The former UK government chief scientist Sir David King recently announced that he believes that, as global demand for oil outstrips supply (peak oil!), oil companies will be forced to drill in unconventional places (http://news.bbc.co.uk/1/hi/science_and_environment/10278831.stm.)
We are already seeing the beginnings of this with the exploitation of the Alberta Tar Sands, which would not previously have been considered financially viable.
An important factor to consider is the Net energy: the Energy Return on Energy Invested (EROEI), i.e. the energy delivered by an energy-obtaining activity compared to the energy required to get it. According to the Ecologist magazine, cited in The Transition Handbook by Rob Hopkins (2008 edition), the EROEI ratio for tar sands is less than 2:1 (compared with 35:1 for offshore wind generation and 87:1 for tidal range). This is not really viable, especially when one considers the environmental impact of extraction from such places.

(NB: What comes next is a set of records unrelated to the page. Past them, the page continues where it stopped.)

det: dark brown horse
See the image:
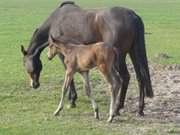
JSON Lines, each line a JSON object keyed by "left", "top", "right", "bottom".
{"left": 21, "top": 1, "right": 153, "bottom": 116}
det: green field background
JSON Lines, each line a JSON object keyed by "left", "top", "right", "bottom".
{"left": 0, "top": 0, "right": 180, "bottom": 135}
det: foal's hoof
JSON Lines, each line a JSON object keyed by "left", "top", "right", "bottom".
{"left": 53, "top": 111, "right": 60, "bottom": 116}
{"left": 107, "top": 116, "right": 114, "bottom": 123}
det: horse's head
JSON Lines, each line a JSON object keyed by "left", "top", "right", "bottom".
{"left": 21, "top": 45, "right": 42, "bottom": 89}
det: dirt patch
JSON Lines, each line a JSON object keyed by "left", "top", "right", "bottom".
{"left": 124, "top": 64, "right": 180, "bottom": 124}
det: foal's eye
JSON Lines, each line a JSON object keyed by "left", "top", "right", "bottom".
{"left": 49, "top": 45, "right": 54, "bottom": 49}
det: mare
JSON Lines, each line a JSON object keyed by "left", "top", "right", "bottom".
{"left": 21, "top": 1, "right": 153, "bottom": 116}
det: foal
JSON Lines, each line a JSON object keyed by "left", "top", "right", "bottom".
{"left": 47, "top": 36, "right": 121, "bottom": 122}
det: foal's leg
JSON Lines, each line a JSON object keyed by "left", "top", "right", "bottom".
{"left": 58, "top": 54, "right": 77, "bottom": 108}
{"left": 81, "top": 72, "right": 99, "bottom": 119}
{"left": 99, "top": 66, "right": 117, "bottom": 122}
{"left": 106, "top": 74, "right": 117, "bottom": 123}
{"left": 111, "top": 68, "right": 122, "bottom": 116}
{"left": 54, "top": 70, "right": 73, "bottom": 116}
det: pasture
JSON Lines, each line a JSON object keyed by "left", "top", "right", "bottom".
{"left": 0, "top": 0, "right": 180, "bottom": 135}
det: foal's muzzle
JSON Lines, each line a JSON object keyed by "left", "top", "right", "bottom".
{"left": 48, "top": 56, "right": 53, "bottom": 61}
{"left": 47, "top": 52, "right": 53, "bottom": 60}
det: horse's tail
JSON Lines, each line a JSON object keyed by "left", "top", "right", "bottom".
{"left": 131, "top": 15, "right": 154, "bottom": 98}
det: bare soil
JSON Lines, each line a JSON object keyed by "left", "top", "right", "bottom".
{"left": 124, "top": 64, "right": 180, "bottom": 124}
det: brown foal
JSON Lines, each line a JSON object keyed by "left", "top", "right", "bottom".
{"left": 47, "top": 36, "right": 121, "bottom": 122}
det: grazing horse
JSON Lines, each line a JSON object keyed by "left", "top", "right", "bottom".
{"left": 21, "top": 1, "right": 153, "bottom": 116}
{"left": 47, "top": 35, "right": 121, "bottom": 122}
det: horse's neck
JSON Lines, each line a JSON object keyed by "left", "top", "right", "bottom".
{"left": 28, "top": 41, "right": 48, "bottom": 56}
{"left": 27, "top": 27, "right": 49, "bottom": 56}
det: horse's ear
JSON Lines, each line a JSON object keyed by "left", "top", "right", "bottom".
{"left": 21, "top": 45, "right": 27, "bottom": 55}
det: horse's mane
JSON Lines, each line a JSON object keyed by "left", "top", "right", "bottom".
{"left": 59, "top": 1, "right": 75, "bottom": 8}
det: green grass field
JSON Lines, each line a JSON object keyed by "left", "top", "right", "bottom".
{"left": 0, "top": 0, "right": 180, "bottom": 135}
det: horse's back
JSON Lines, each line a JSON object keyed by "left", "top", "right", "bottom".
{"left": 95, "top": 6, "right": 139, "bottom": 50}
{"left": 50, "top": 4, "right": 141, "bottom": 50}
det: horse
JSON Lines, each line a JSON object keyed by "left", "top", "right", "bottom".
{"left": 47, "top": 35, "right": 121, "bottom": 122}
{"left": 21, "top": 1, "right": 153, "bottom": 116}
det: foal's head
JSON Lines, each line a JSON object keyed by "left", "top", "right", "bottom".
{"left": 47, "top": 35, "right": 62, "bottom": 60}
{"left": 47, "top": 44, "right": 58, "bottom": 60}
{"left": 47, "top": 35, "right": 82, "bottom": 60}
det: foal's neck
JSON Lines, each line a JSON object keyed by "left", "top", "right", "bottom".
{"left": 56, "top": 43, "right": 73, "bottom": 56}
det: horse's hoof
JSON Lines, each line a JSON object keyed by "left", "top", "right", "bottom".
{"left": 118, "top": 104, "right": 124, "bottom": 110}
{"left": 115, "top": 111, "right": 120, "bottom": 116}
{"left": 136, "top": 111, "right": 144, "bottom": 117}
{"left": 112, "top": 107, "right": 120, "bottom": 116}
{"left": 94, "top": 112, "right": 100, "bottom": 120}
{"left": 95, "top": 115, "right": 99, "bottom": 120}
{"left": 94, "top": 108, "right": 99, "bottom": 120}
{"left": 67, "top": 103, "right": 76, "bottom": 109}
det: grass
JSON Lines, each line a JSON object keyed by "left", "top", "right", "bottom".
{"left": 0, "top": 0, "right": 180, "bottom": 135}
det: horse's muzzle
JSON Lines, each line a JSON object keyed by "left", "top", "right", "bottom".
{"left": 31, "top": 81, "right": 40, "bottom": 89}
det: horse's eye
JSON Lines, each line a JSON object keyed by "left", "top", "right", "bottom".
{"left": 25, "top": 61, "right": 34, "bottom": 73}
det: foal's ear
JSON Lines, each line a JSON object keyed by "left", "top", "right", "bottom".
{"left": 49, "top": 35, "right": 57, "bottom": 44}
{"left": 20, "top": 45, "right": 27, "bottom": 55}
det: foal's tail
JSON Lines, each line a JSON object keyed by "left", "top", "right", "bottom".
{"left": 130, "top": 15, "right": 154, "bottom": 98}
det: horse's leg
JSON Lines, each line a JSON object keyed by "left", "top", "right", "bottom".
{"left": 54, "top": 69, "right": 73, "bottom": 116}
{"left": 67, "top": 80, "right": 77, "bottom": 108}
{"left": 116, "top": 54, "right": 130, "bottom": 111}
{"left": 138, "top": 82, "right": 145, "bottom": 116}
{"left": 81, "top": 71, "right": 99, "bottom": 119}
{"left": 58, "top": 54, "right": 77, "bottom": 108}
{"left": 129, "top": 50, "right": 145, "bottom": 116}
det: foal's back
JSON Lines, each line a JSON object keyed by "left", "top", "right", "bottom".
{"left": 72, "top": 42, "right": 115, "bottom": 71}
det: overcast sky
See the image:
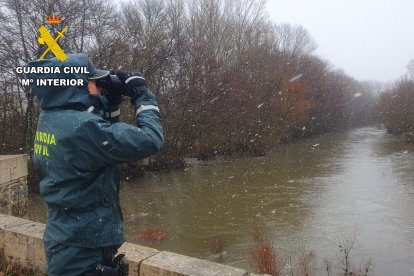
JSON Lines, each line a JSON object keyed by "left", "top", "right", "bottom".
{"left": 265, "top": 0, "right": 414, "bottom": 82}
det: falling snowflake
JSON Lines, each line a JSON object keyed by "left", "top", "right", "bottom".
{"left": 289, "top": 74, "right": 303, "bottom": 82}
{"left": 209, "top": 97, "right": 219, "bottom": 103}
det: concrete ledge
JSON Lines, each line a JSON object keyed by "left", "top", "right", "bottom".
{"left": 0, "top": 155, "right": 27, "bottom": 184}
{"left": 0, "top": 154, "right": 28, "bottom": 216}
{"left": 118, "top": 242, "right": 160, "bottom": 275}
{"left": 0, "top": 214, "right": 32, "bottom": 251}
{"left": 140, "top": 251, "right": 249, "bottom": 276}
{"left": 0, "top": 214, "right": 262, "bottom": 275}
{"left": 4, "top": 221, "right": 45, "bottom": 270}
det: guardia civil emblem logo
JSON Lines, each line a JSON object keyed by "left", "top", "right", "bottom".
{"left": 37, "top": 14, "right": 68, "bottom": 62}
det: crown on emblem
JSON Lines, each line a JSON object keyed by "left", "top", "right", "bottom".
{"left": 45, "top": 14, "right": 62, "bottom": 25}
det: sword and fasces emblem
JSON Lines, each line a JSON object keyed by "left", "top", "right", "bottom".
{"left": 37, "top": 14, "right": 68, "bottom": 62}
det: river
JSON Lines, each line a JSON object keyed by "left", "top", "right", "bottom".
{"left": 28, "top": 127, "right": 414, "bottom": 275}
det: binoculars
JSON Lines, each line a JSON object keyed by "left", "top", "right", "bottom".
{"left": 96, "top": 74, "right": 124, "bottom": 93}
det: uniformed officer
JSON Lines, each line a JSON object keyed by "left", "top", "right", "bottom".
{"left": 27, "top": 53, "right": 163, "bottom": 275}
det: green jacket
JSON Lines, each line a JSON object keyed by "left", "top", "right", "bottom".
{"left": 27, "top": 54, "right": 163, "bottom": 248}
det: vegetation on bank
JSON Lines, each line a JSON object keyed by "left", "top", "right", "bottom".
{"left": 247, "top": 230, "right": 371, "bottom": 276}
{"left": 375, "top": 68, "right": 414, "bottom": 142}
{"left": 0, "top": 257, "right": 45, "bottom": 276}
{"left": 0, "top": 0, "right": 380, "bottom": 192}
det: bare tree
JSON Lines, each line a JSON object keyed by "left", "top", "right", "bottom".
{"left": 407, "top": 60, "right": 414, "bottom": 80}
{"left": 0, "top": 0, "right": 378, "bottom": 173}
{"left": 274, "top": 23, "right": 317, "bottom": 60}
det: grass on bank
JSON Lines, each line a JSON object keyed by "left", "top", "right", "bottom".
{"left": 0, "top": 256, "right": 45, "bottom": 276}
{"left": 247, "top": 229, "right": 372, "bottom": 276}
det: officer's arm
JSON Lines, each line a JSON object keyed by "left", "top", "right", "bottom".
{"left": 88, "top": 94, "right": 121, "bottom": 124}
{"left": 73, "top": 92, "right": 163, "bottom": 169}
{"left": 102, "top": 105, "right": 121, "bottom": 124}
{"left": 98, "top": 93, "right": 121, "bottom": 124}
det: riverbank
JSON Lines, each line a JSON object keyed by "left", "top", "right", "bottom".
{"left": 401, "top": 131, "right": 414, "bottom": 143}
{"left": 119, "top": 128, "right": 414, "bottom": 275}
{"left": 26, "top": 127, "right": 414, "bottom": 275}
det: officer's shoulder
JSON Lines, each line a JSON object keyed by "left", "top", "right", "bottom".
{"left": 63, "top": 110, "right": 110, "bottom": 132}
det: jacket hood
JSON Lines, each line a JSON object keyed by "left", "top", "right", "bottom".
{"left": 26, "top": 53, "right": 95, "bottom": 110}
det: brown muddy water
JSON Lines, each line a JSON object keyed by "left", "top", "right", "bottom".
{"left": 28, "top": 127, "right": 414, "bottom": 275}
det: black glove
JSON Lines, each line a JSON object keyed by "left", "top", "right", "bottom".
{"left": 115, "top": 70, "right": 148, "bottom": 102}
{"left": 100, "top": 71, "right": 123, "bottom": 123}
{"left": 103, "top": 70, "right": 123, "bottom": 106}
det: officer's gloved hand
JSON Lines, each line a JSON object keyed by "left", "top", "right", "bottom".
{"left": 102, "top": 71, "right": 123, "bottom": 123}
{"left": 115, "top": 70, "right": 159, "bottom": 116}
{"left": 115, "top": 70, "right": 148, "bottom": 103}
{"left": 107, "top": 70, "right": 124, "bottom": 105}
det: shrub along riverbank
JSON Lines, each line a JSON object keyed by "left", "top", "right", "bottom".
{"left": 247, "top": 230, "right": 371, "bottom": 276}
{"left": 375, "top": 78, "right": 414, "bottom": 142}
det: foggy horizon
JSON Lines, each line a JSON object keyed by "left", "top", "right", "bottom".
{"left": 265, "top": 0, "right": 414, "bottom": 83}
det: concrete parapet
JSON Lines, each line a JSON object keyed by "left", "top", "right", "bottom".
{"left": 0, "top": 215, "right": 45, "bottom": 271}
{"left": 0, "top": 155, "right": 28, "bottom": 217}
{"left": 140, "top": 251, "right": 250, "bottom": 276}
{"left": 0, "top": 214, "right": 264, "bottom": 275}
{"left": 118, "top": 242, "right": 160, "bottom": 275}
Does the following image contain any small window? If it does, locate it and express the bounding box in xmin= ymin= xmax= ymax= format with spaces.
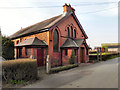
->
xmin=25 ymin=48 xmax=27 ymax=56
xmin=16 ymin=40 xmax=19 ymax=44
xmin=65 ymin=49 xmax=68 ymax=56
xmin=74 ymin=49 xmax=77 ymax=56
xmin=71 ymin=26 xmax=73 ymax=37
xmin=74 ymin=30 xmax=76 ymax=38
xmin=67 ymin=27 xmax=70 ymax=37
xmin=19 ymin=48 xmax=22 ymax=57
xmin=86 ymin=49 xmax=89 ymax=55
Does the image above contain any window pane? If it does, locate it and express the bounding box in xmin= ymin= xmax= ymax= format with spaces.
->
xmin=74 ymin=30 xmax=76 ymax=38
xmin=65 ymin=49 xmax=68 ymax=56
xmin=53 ymin=29 xmax=59 ymax=52
xmin=19 ymin=48 xmax=22 ymax=57
xmin=71 ymin=26 xmax=73 ymax=37
xmin=67 ymin=27 xmax=69 ymax=37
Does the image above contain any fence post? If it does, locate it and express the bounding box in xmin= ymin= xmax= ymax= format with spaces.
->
xmin=97 ymin=48 xmax=99 ymax=61
xmin=46 ymin=55 xmax=51 ymax=74
xmin=100 ymin=52 xmax=102 ymax=61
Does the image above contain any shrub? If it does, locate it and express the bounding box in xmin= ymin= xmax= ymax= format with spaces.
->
xmin=49 ymin=64 xmax=78 ymax=74
xmin=2 ymin=36 xmax=14 ymax=60
xmin=69 ymin=50 xmax=75 ymax=64
xmin=2 ymin=59 xmax=37 ymax=83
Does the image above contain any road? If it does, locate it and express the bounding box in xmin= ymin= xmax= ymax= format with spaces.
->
xmin=23 ymin=57 xmax=119 ymax=88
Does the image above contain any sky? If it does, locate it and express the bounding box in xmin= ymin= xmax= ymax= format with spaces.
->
xmin=0 ymin=0 xmax=119 ymax=49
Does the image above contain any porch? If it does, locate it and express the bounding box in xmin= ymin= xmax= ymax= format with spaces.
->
xmin=15 ymin=37 xmax=48 ymax=67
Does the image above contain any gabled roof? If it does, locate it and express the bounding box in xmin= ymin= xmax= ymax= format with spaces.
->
xmin=10 ymin=11 xmax=88 ymax=39
xmin=15 ymin=37 xmax=48 ymax=47
xmin=74 ymin=39 xmax=84 ymax=46
xmin=61 ymin=38 xmax=83 ymax=48
xmin=10 ymin=14 xmax=63 ymax=39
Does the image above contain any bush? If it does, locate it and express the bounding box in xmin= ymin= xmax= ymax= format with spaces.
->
xmin=2 ymin=59 xmax=38 ymax=83
xmin=2 ymin=36 xmax=14 ymax=60
xmin=49 ymin=64 xmax=78 ymax=74
xmin=69 ymin=50 xmax=75 ymax=64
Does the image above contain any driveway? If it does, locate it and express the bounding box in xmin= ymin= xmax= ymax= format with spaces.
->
xmin=22 ymin=57 xmax=119 ymax=88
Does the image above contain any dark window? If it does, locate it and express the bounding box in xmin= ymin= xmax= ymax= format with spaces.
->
xmin=74 ymin=30 xmax=76 ymax=38
xmin=19 ymin=48 xmax=22 ymax=57
xmin=71 ymin=26 xmax=73 ymax=37
xmin=53 ymin=29 xmax=59 ymax=52
xmin=67 ymin=27 xmax=70 ymax=37
xmin=17 ymin=40 xmax=19 ymax=44
xmin=25 ymin=48 xmax=27 ymax=56
xmin=65 ymin=49 xmax=68 ymax=56
xmin=74 ymin=49 xmax=77 ymax=56
xmin=86 ymin=49 xmax=89 ymax=55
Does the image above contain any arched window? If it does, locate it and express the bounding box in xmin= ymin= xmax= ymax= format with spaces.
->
xmin=71 ymin=26 xmax=73 ymax=37
xmin=74 ymin=30 xmax=76 ymax=38
xmin=67 ymin=27 xmax=70 ymax=37
xmin=53 ymin=29 xmax=59 ymax=52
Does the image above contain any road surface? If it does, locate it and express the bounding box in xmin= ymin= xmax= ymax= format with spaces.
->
xmin=23 ymin=57 xmax=119 ymax=88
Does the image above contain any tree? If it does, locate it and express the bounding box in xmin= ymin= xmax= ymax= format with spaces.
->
xmin=69 ymin=50 xmax=75 ymax=64
xmin=0 ymin=33 xmax=2 ymax=56
xmin=2 ymin=36 xmax=14 ymax=60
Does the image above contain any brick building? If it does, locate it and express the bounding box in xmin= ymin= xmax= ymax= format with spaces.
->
xmin=10 ymin=3 xmax=89 ymax=67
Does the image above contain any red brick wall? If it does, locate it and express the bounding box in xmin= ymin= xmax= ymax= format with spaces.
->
xmin=49 ymin=14 xmax=88 ymax=66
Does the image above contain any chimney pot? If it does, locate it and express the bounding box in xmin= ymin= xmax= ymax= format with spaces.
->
xmin=63 ymin=3 xmax=75 ymax=13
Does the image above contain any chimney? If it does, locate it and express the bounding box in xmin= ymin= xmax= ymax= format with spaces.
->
xmin=63 ymin=3 xmax=75 ymax=13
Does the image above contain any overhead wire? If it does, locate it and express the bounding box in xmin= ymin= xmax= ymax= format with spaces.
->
xmin=0 ymin=2 xmax=118 ymax=14
xmin=0 ymin=2 xmax=118 ymax=9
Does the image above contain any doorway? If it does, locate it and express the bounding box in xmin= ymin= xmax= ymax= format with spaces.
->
xmin=37 ymin=48 xmax=44 ymax=67
xmin=81 ymin=47 xmax=85 ymax=63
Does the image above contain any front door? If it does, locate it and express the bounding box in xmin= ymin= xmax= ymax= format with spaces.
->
xmin=37 ymin=48 xmax=44 ymax=67
xmin=81 ymin=47 xmax=85 ymax=63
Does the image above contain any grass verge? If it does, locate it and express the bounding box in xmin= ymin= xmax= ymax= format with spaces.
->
xmin=106 ymin=54 xmax=120 ymax=61
xmin=49 ymin=64 xmax=78 ymax=74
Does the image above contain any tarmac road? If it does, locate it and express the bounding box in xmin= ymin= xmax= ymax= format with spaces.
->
xmin=22 ymin=57 xmax=119 ymax=88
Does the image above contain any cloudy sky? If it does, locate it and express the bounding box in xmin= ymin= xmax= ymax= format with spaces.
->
xmin=0 ymin=0 xmax=119 ymax=48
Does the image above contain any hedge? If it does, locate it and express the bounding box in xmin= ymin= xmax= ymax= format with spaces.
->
xmin=2 ymin=59 xmax=38 ymax=83
xmin=49 ymin=64 xmax=78 ymax=74
xmin=89 ymin=53 xmax=119 ymax=62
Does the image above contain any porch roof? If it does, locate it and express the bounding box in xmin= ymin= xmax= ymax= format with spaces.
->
xmin=15 ymin=37 xmax=48 ymax=47
xmin=61 ymin=38 xmax=84 ymax=48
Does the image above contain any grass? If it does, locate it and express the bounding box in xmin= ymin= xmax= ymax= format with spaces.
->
xmin=89 ymin=52 xmax=114 ymax=55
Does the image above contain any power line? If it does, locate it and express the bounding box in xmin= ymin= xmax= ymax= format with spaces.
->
xmin=73 ymin=2 xmax=117 ymax=6
xmin=0 ymin=2 xmax=118 ymax=9
xmin=0 ymin=2 xmax=118 ymax=14
xmin=79 ymin=6 xmax=118 ymax=14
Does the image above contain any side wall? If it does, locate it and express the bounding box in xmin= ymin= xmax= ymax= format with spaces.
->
xmin=12 ymin=31 xmax=49 ymax=59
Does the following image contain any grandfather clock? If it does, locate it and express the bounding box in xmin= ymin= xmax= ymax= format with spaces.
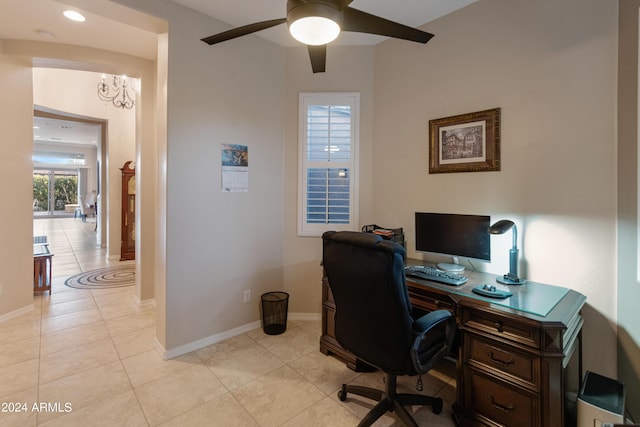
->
xmin=120 ymin=161 xmax=136 ymax=260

Alarmingly, Sir David King also said in his statement that
detailed, objective analyses showed that conventional oil reserves were actually 30% lower than generally accepted. and
"As early as 2015, oil production capacity is going to begin to be challenged in terms of meeting rising demand, particularly from continuing growth of the economies of China and India."
This is HUGE! Peak Oil in 2015?
Previously on this blog I have commented on reports that the 2009 World Energy Outlook, published by the International Energy Authority, had been distorted due to fears for the US market (see here http://environmentchaos.blogspot.com/2009/11/hard-choices.html ). If Sir David is right, we have no time.
The Hirsch report for the US government in 2005 stated the requirement for a 20 year lead-in to prepare for peak oil and avoid chaos. 2015 is only five years away. We must start our energy descent now, we must start building local resilience, planning for the twin impacts of peak oil and climate change, now. The alternatives are not at all pleasant!